Health IT administrator charged with planting ‘logic bomb’

  • 4 January 2007

A former systems administrator in the US has been arrested by the FBI and charged after placing a ‘logic bomb’ on a computer network that held patient prescription information.

Yung-Hsun Lin, 50, of Montville, New Jersey was last month charged with two counts of computer fraud after it was discovered he had placed the malware – malicious software – on the servers of prescription management firm Medco Health Solutions.

If activated, the logic bomb could have resulted in pharmacists using Medco Health Solutions’ Drug Utilization Review software being left unable to receive vital warnings on drug safety when creating new prescriptions and checking a patient’s previous prescription history.

According to Information Week, Lin, a systems administrator at Medco, hadaccess to the company’s cluster of 70 HP Unix servers. As well as the Drug Utilization Review, the network handled Medco’s billing information, corporate financial information, and employee payroll input.

Information Week reported that Lin was believed to have created the code in fear of being made redundant following Medco’s plans to downsize. It was initially timed to run on his birthday, 23 April 2004, but when this failed, he reset it to go off a year later. It was discovered, however, on 1 January 2005 when IT staff were checking the system for errors.

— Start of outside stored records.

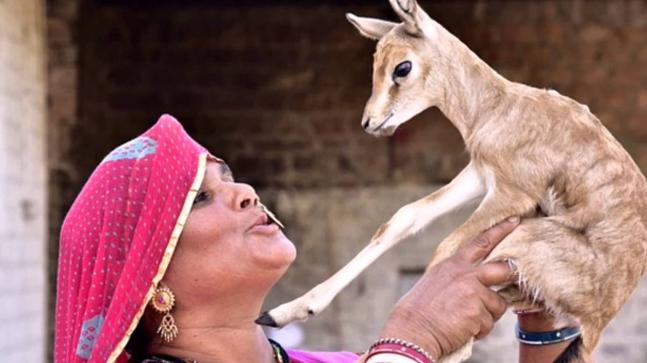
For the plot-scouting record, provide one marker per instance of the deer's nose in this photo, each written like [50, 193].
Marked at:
[365, 123]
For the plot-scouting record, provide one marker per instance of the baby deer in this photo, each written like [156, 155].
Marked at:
[581, 248]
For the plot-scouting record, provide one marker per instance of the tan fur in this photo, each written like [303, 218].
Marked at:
[582, 248]
[587, 253]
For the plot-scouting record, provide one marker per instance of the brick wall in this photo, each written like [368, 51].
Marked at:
[23, 195]
[278, 90]
[353, 320]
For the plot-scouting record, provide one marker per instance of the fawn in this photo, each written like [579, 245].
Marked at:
[580, 249]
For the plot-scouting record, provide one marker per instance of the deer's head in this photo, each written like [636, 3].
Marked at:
[403, 67]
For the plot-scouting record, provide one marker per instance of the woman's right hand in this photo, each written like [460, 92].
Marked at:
[452, 301]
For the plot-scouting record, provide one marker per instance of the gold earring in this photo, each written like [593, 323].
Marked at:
[163, 301]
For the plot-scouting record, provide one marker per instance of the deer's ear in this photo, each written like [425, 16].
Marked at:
[370, 27]
[416, 21]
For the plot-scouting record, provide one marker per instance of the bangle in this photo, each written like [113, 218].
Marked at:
[389, 358]
[546, 338]
[400, 347]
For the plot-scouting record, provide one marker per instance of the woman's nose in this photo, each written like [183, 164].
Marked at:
[245, 197]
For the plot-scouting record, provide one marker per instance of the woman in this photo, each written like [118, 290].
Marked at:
[165, 258]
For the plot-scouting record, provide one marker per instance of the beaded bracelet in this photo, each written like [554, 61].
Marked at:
[401, 347]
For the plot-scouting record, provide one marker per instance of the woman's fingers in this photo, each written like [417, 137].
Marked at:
[478, 248]
[494, 304]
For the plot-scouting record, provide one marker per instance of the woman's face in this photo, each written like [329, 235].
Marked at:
[228, 241]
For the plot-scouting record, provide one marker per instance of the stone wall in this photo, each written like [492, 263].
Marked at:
[23, 178]
[62, 74]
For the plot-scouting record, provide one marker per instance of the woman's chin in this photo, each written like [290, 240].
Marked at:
[277, 252]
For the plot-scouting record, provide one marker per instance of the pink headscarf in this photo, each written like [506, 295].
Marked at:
[118, 239]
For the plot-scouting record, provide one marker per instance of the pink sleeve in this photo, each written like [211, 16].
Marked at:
[299, 356]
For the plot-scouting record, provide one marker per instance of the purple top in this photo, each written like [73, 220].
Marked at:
[300, 356]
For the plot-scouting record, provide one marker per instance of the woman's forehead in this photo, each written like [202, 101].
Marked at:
[218, 168]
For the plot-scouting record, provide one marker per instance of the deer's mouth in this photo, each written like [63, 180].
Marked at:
[384, 129]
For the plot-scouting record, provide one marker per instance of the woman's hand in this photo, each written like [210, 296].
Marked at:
[452, 302]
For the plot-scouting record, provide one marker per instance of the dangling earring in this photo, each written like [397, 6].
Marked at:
[163, 301]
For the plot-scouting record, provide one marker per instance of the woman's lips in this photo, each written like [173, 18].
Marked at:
[262, 226]
[265, 228]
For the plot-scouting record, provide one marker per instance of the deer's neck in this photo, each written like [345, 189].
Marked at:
[471, 88]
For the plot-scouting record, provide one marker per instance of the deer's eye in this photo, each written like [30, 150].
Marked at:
[402, 69]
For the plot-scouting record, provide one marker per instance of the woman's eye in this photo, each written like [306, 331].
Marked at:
[402, 70]
[202, 196]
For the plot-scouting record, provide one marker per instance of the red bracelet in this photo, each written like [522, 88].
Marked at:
[400, 347]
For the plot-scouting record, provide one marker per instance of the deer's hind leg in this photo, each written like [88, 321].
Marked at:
[559, 271]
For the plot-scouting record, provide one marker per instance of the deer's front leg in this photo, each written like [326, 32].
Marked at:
[466, 187]
[500, 203]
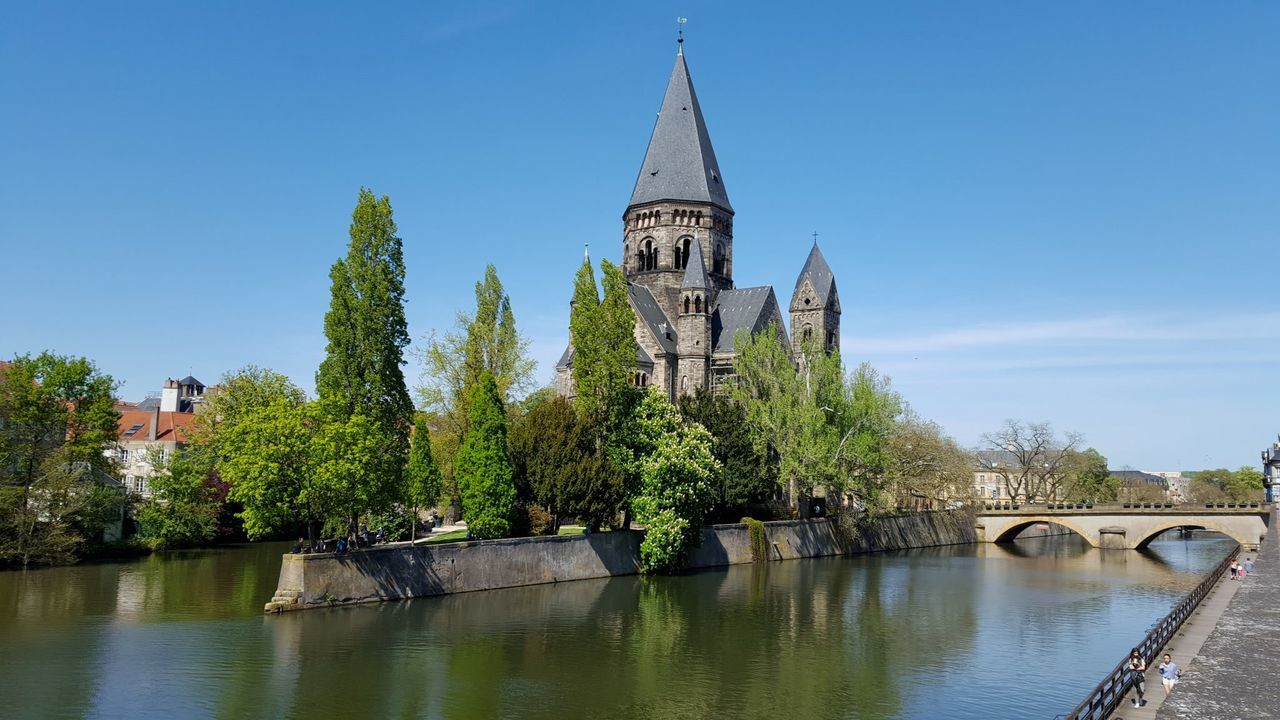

Assistant US attorney, Erez Lieberman, was quoted as saying: “The potential impact, had it gone off, would have been more devastating to patients.

"Taking a logic bomb and putting it in a system where it could not just cause financial harm but could also harm databases, which he knows and administers, that affect patient drug information, adds to the enormity of the situation.”

Lin’s court case will begin today and if convicted, he could face 20 years in prison and a fine of $500,000 (£254,665).